Dans le choix même de son personnage principal, Hafsia Herzi déplace le regard sur une communauté et un quartier souvent dépeint avec condescence et/ou misérabilisme. Sorti quelques semaines seulement après Gagarine cet été, Bonne mère — comme le film de Fanny Liatard et Jérémy Trouilh — échappe au récit classique de cité, où la violence côtoie la misère. Au contraire, ici, l’image est douce, l’empathie est présente dans chaque parcelle du cadre. C’est le quotidien domestique d’une mère de famille que nous montre la réalisatrice. À l’image de Chantal Akerman, qui dans Jeanne Dielman, 23, quai du Commerce, 1080 Bruxelles concentrait sa mise en scène dans les tâches quotidiennes, Hafsia Herzi donne de la noblesse dans les gestes de Nora. Elle se lève (tôt), prend le bus, le métro, un autre bus, fait ses heures à l’aéroport de Marseille, puis vient s’occuper d’une personne âgée (elle fait ses courses, son ménage, sa toilette), avant de rentrer faire le ménage dans son propre appartement. Les journées sont harassantes, pourtant elle n’oublie personne. Elle fait la cuisine pour ses collègues. Elle distribue conseils et mots gentils à son entourage et ne montre jamais de signes de fatigue. Par fierté peut-être, ou par peur de plus pouvoir se relever si elle s’arrête. 

Comme pour son premier film, la cinéaste fait appel ici à des acteur⋅trices non-professionnel⋅les. C’est par hasard que Halima Benhamed, venue accompagnée sa fille au casting, se retrouve avec le rôle de Nora. Elle illumine le cadre de sa présence, son aura douce enveloppe la mise en scène minimaliste de Hafsia Herzi. Bien que le récit soit fictionnel, le jeu de l’actrice renforce l’accent réaliste du film. Rien n’est extravagant dans sa façon de filmer, au contraire. Ce naturalisme lui sert à placer une véritable émotion dans son film et à nous faire accepter qu’il ne se passera pas “grand chose” dans la narration. L’action se trouve dans la vie de tous les jours : les repas en famille, la lessive, le trajet jusqu’au boulot ; et dans le quotidien plus spécifique de Nora : les visites à son fils, en prison. 

Jeunesse désabusée

Parce que son regard est dénué de stéréotypes, parce qu’elle filme un lieu dans lequel elle a grandi,Hafsia Herzi montre une autre vision de la banlieue populaire et de ses habitants. La jeunesse qu’elle dépeint essaie désespérément de se hisser loin de la misère, tout en rejetant l’aliénation d’un travail peu gratifiant. Bonne mère montre le gouffre entre générations. Celle de Nora, qui a tout sacrifié pour ses enfants, acceptant des conditions extrêmes en espérant un monde meilleur. Et pour celle de ses enfants, qui comme la fille de Nora, Sabah, ont maintenant leurs propres progénitures, le résultat est amer et le sacrifice se remet de lui-même en question. Le monde meilleur promis n’existe que pour une certaine frange de la population mais ne peut atteindre le quartier, stigmatisé tous les jours par les médias. Nous comprenons alors l’attrait que peut ressentir Sabah face à la proposition d’une amie pour se faire de l’argent facile, grâce à la société qui offre une façon aux hommes d'assouvir leur fantasme sexuel moyennant de l’argent. « Je ne peux pas rester au RSA toute ma vie » dit-elle, en pensant à sa fille. Hafsia Herzi aborde cette prostitution sans jugement, mais n’édulcore pas le danger et la violence entourant ce buisness, qui profite de femmes dans le besoin. 

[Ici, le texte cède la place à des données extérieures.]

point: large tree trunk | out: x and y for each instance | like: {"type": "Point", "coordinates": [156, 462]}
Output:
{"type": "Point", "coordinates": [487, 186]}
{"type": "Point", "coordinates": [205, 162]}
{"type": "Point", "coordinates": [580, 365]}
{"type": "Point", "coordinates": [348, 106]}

Dans ce second film, la cinéaste montre son talent pour filmer des personnages dans toute leur complexité. Si le récit prend le temps de présenter un quotidien redondant et domestique, c’est dans les dialogues et les caractères des protagonistes que se place une énergie communicative. Dans les engueulades, l’accent du sud, la tchatche facile et la sincérité avec laquelle Hafsia Herzi les cadre. En choisissant l’amour et l’empathie, elle appose un nouveau regard sur les quartiers nords de Marseille et continue de se construire une filmographie singulière, privilégiant les relations et le naturel. 


Réalisé par Hafsia Herzi

Avec Halima Benhamed, Sabrina Benhamed, Jawed Hannachi Herzi

Nora, la cinquantaine, femme de ménage de son état, veille sur sa petite famille dans une cité des quartiers nord de Marseille. Après une longue période de chômage, un soir de mauvaise inspiration, son fils aîné Ellyes s’est fourvoyé dans le braquage d’une station-service. Incarcéré depuis plusieurs mois, il attend son procès avec un mélange d’espoir et d’inquiétude. Nora fait tout pour lui rendre cette attente la moins insupportable possible…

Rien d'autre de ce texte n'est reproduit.